The cascades in which mitogen-activated protein kinases (MAPKs) play a part can have radically different outcomes, making promiscuity among MAPKs dangerous to the cell. Yet each pathway comprises closely related components. How do MAPKs remain faithful to their pathways? In the 1 February issue of EMBO Journal, Takuji Tanoue and colleagues explain one mechanism. Remarkably, this relies on the identity of just two amino acids.

We know of three types of MAPKs, each with their own cascade. The extracellular-signal regulated kinases ( ERKs) are activated by growth factors, generally leading to proliferation, whereas p38s and Jun-N-terminal kinases ( JNKs) are activated by stress signals, usually causing cell-cycle arrest or apoptosis. Each MAPK has to interact with the kinases that activate it ( MAPKKs), the phosphatases that inactivate it ( MKPs) and its substrates, which are also kinases ( MAPKAPKs). A single acidic site outside the active site — the common docking or CD site — interacts with all these molecules, but it doesn't explain the different binding specificities of the MAPKs. Could there be another site that regulates specificity?

Mutation of the CD in p38 reduced, but didn't completely prevent, binding of the p38-specific MAPKAPK 3pk, implying that another docking site exists. By searching for charged residues and systematically mutating them, the authors identified a pair of residues on p38, Glu 160 and Asp 161, that account for this residual binding. Mutation of the CD site and this second site, which they dubbed the ED site, markedly reduced the ability of p38 to phosphorylate 3pk.
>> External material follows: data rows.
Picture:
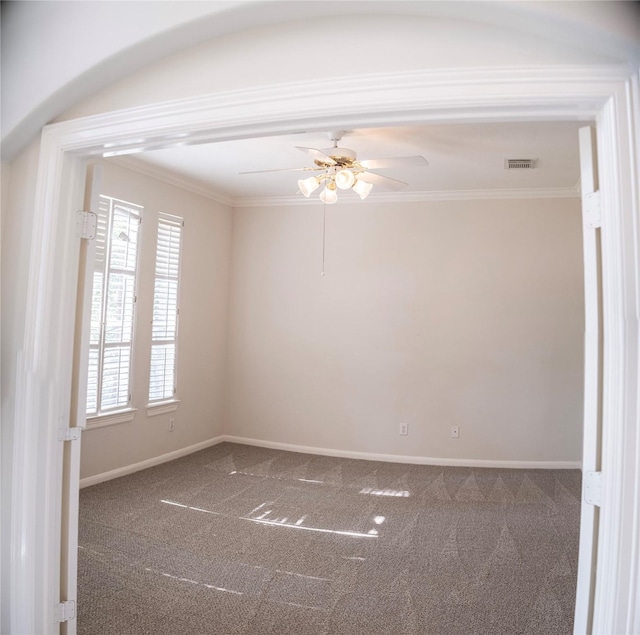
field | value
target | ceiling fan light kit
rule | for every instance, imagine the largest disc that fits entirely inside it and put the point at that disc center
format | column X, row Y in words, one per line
column 342, row 170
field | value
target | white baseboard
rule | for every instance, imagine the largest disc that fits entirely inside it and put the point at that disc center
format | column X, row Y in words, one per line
column 156, row 460
column 416, row 460
column 347, row 454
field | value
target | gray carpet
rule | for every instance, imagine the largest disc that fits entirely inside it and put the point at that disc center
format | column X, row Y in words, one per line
column 242, row 540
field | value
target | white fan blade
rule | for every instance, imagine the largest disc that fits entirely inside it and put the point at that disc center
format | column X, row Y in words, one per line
column 283, row 170
column 384, row 181
column 317, row 154
column 392, row 162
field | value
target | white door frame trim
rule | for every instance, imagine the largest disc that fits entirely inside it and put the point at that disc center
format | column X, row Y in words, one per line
column 43, row 383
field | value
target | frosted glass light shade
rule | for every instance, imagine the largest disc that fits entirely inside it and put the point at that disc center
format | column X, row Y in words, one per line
column 362, row 189
column 307, row 186
column 345, row 179
column 328, row 196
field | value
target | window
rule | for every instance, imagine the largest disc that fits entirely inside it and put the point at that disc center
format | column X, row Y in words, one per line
column 113, row 306
column 162, row 380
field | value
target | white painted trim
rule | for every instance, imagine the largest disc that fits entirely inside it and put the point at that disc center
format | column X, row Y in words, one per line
column 399, row 458
column 143, row 465
column 43, row 364
column 616, row 607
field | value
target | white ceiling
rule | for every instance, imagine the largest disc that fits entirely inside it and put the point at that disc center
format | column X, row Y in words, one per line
column 463, row 158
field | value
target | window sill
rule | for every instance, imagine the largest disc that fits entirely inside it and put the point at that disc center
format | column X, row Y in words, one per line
column 112, row 419
column 155, row 409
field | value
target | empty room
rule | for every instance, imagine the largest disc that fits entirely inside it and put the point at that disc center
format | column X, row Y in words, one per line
column 319, row 320
column 406, row 369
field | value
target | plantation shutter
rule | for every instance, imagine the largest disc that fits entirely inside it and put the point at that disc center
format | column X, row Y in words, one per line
column 162, row 380
column 112, row 306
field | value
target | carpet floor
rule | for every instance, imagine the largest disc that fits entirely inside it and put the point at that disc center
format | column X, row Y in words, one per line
column 243, row 540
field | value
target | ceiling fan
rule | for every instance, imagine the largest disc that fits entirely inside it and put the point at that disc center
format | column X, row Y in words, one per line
column 340, row 169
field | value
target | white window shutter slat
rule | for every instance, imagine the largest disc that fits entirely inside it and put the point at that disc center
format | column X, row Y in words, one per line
column 162, row 378
column 113, row 306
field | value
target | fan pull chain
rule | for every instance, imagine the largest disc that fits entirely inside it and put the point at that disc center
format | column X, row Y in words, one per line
column 324, row 232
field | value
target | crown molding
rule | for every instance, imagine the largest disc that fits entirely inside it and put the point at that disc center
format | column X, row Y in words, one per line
column 201, row 189
column 417, row 197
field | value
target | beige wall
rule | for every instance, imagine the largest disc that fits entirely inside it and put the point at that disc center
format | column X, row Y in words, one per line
column 466, row 313
column 202, row 328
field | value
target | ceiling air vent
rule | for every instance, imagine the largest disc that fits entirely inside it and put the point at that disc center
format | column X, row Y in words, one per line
column 520, row 164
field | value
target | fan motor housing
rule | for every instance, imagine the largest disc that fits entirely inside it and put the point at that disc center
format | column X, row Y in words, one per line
column 344, row 157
The corresponding residues in ERK2 are two threonine residues. Mutation of these to Glu and Asp enabled ERK2 to bind 3pk, and mutation of ERK2's CD site to make it identical to p38's improved the interaction further. Extending these studies to other MAPKAPKs and MKPs revealed that, although the CD is necessary for binding, the nature of the ED regulates specificity. Together, the two sites form a groove with two pins in it. Only if it can interact with both pins can a MAPK-interacting protein do its business.